E' da sottolineare anche che, pur in un film sostanzialmente incentrato sulla sfera privata di un gruppo di persone, non mancano riferimenti all'attualità del periodo, che comunque aiutano a comprendere lo "sfondo" in cui la vicenda si svolge: è da ricordare a questo proposito la sequenza (ispirata ad un episodio reale, ha svelato il regista) della messa in cui il prete cita la figura di Ernesto "Che" Guevara, e la costante presenza di un antisemitismo strisciante, inculcato al giovane protagonista da suo padre, e da cui egli solo alla fine riuscirà a liberarsi.
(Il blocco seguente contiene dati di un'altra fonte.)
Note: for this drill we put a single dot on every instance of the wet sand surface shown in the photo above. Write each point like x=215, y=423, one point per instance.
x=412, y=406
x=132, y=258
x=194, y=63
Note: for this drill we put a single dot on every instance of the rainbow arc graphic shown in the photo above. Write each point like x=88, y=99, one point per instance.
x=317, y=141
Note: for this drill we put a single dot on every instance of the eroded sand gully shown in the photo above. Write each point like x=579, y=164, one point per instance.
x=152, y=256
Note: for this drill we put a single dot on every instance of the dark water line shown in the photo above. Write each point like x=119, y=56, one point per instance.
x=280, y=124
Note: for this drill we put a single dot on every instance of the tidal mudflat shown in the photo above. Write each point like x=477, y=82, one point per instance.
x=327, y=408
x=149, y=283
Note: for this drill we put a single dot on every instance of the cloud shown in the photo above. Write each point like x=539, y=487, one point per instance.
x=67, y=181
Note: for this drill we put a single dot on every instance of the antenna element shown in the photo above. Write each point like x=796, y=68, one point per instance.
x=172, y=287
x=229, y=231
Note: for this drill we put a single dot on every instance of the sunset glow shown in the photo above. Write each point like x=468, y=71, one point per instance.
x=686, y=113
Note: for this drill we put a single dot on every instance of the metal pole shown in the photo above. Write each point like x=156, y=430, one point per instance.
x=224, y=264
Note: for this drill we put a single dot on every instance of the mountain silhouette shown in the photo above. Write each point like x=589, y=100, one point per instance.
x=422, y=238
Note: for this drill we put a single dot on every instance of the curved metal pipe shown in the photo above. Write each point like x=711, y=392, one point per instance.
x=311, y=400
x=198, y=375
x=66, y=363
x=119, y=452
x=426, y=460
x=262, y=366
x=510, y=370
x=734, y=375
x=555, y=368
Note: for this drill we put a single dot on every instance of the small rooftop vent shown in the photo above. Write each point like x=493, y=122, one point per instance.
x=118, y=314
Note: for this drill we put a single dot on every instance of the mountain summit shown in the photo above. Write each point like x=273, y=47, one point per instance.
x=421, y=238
Gli attori riescono a tratteggiare i personaggi loro affidati in modo eccellente: al giovane Rodrigo Noya, espressivo e pressoché perfetto nel ruolo di Valentin, si affiancano una Carmen Maura credibile e malinconica, a cui la differenza di età con il suo personaggio non ha nuociuto minimamente, e lo stesso regista, efficace e sgradevole come richiesto dal copione, nel ruolo del padre di Valentin (che è poi in realtà il ruolo di suo padre, confesserà Agresti: una parte che a suo dire non è stato piacevole interpretare).

"Meglio tardi che mai", viene da pensare guardando la data di produzione di questo film (2002), e considerando che si tratta di una pellicola di assoluto valore, un piccolo gioiello che non ha nulla da invidiare alle uscite più blasonate, soprattutto provenienti da oltreoceano, in una stagione che comunque, finora, si è caratterizzata per un livello qualitativo decisamente alto. Cinema che riscopre la sua funzione di narrazione di storie, e che fa della semplicità, unita all'onestà, il mezzo per veicolare emozioni autentiche, che non hanno bisogno di enfasi o artifici per giungere dritte al cuore di chi guarda.